Basisbereikbaarheid 'Zonderhaltestraat'

Wellicht las je het wel al in de krant of zag je het op tv. Het mobiliteits- en openbaarvervoersverhaal in Vlaanderen zal grondig wijzigen. Basisbereikbaarheid heet het nieuwe model. Her en der verschijnen negatieve berichten: over De Lijn, over haltes die verdwijnen, over zorgen in landelijk gebied… Ondanks nog niet alles duidelijk is, staan de voornaamste principes al vast. Op het terrein zelf is er nog niets te bemerken. In december 2020 zou alles er nochtans helemaal anders komen uit te zien. Intussen heeft basisbereikbaarheid al héél wat vertraging opgelopen. Er wordt gefluisterd dat de minister van mobiliteit momenteel mikt op midden 2023. We schetsen je kort hoe de zaken ervoor staan!

BASISBEREIKBAARHEID

Basisbereikbaarheid vervangt het huidige decreet 'basismobiliteit'. Bij basismobiliteit vertrekt het openbaar vervoer van een aanbod voor iedereen. Vandaag wordt voor elk woongebied in Vlaanderen een aanbod voorzien (op max. 750 m), ongeacht de grootte van de vervoersvraag. Hierdoor rijdt de bus soms met een kleine bezetting of rijdt hij helemaal niet, omdat de bestemming geen woongebied is (bv. ziekenhuis of bedrijventerrein).

Basisbereikbaarheid vertrekt vanuit de werkelijke vraag, zodat middelen efficiënt ingezet worden: Het juiste voertuig op de juiste plaats op het juiste moment dus.

Zo kunnen we belangrijke maatschappelijke functies bereiken, op basis van een vraaggericht systeem en met een optimale inzet van vervoers- en financiële middelen.  Dit betekent dat weinig gebruikte bus- en tramlijnen zullen worden geschrapt en er geïnvesteerd wordt in drukke bus- en tramlijnen die stipter en frequenter rijden.
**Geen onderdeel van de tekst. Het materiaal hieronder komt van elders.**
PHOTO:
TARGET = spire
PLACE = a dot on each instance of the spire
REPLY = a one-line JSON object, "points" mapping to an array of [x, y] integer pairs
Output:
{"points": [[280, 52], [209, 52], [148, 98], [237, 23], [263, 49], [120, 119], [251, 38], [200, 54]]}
Reizigers zullen zich mogelijks verder moeten verplaatsen naar de dichtstbijzijnde halte.

Binnen basisbereikbaarheid staat de term 'combimobiliteit' centraal: dat is reisgedrag waarbij je meerdere vervoersmiddelen met elkaar combineert om op je bestemming te geraken. Dit komt dus bijvoorbeeld neer op het overstappen van de fiets op de trein of rijden met de wagen tot aan een park-and-ride en vervolgens de tram of deelfiets nemen naar het stadscentrum. Het gebruik van de verschillende vervoersmiddelen (openbaar vervoer, fiets, auto, step, boot, vrachtwagen etc.) wordt in de toekomst beter op elkaar afgestemd en uitwisselbaar gemaakt. 

Basisbereikbaarheid is een budgetneutrale operatie, met een gesloten enveloppe van iets meer dan 750 miljoen euro. Dat lijkt veel, maar is het niet. Omdat er in het verleden al vaker bespaard werd op De Lijn, betekent het een uitdagende toekomstdroom met vrij beperkte middelen.

Basisbereikbaarheid is initieel ontstaan door de vraag naar een beter en efficiënter openbaar vervoer. Pas later in het denkproces werd dit uitgebreid tot een volledig nieuw mobiliteitsverhaal. 

15 VERVOERREGIO'S

Om dit alles te kunnen realiseren, krijgen de gemeenten en stedeneen grote rol. Gemeenten worden samen met de gewestelijke mobiliteitsspelers (Agentschap Wegen en Verkeer, De Lijn, De Vlaamse Waterweg en het Departement Mobiliteit en Openbare werken) NMBS, Infrabel, het Departement Omgeving (ruimtelijke ordening), de Mobiliteitscentrale Aangepast Vervoer en de provincie uitgenodigd om de mobiliteitsuitdagingen voor hun regio aan te pakken. Dit doen ze in de vervoerregioraad. Die wordt voorgezeten door een politieke vertegenwoordiger (uit de gemeenten) en door een voorzitter van het Departement Mobiliteit en Openbare Werken (Vlaanderen).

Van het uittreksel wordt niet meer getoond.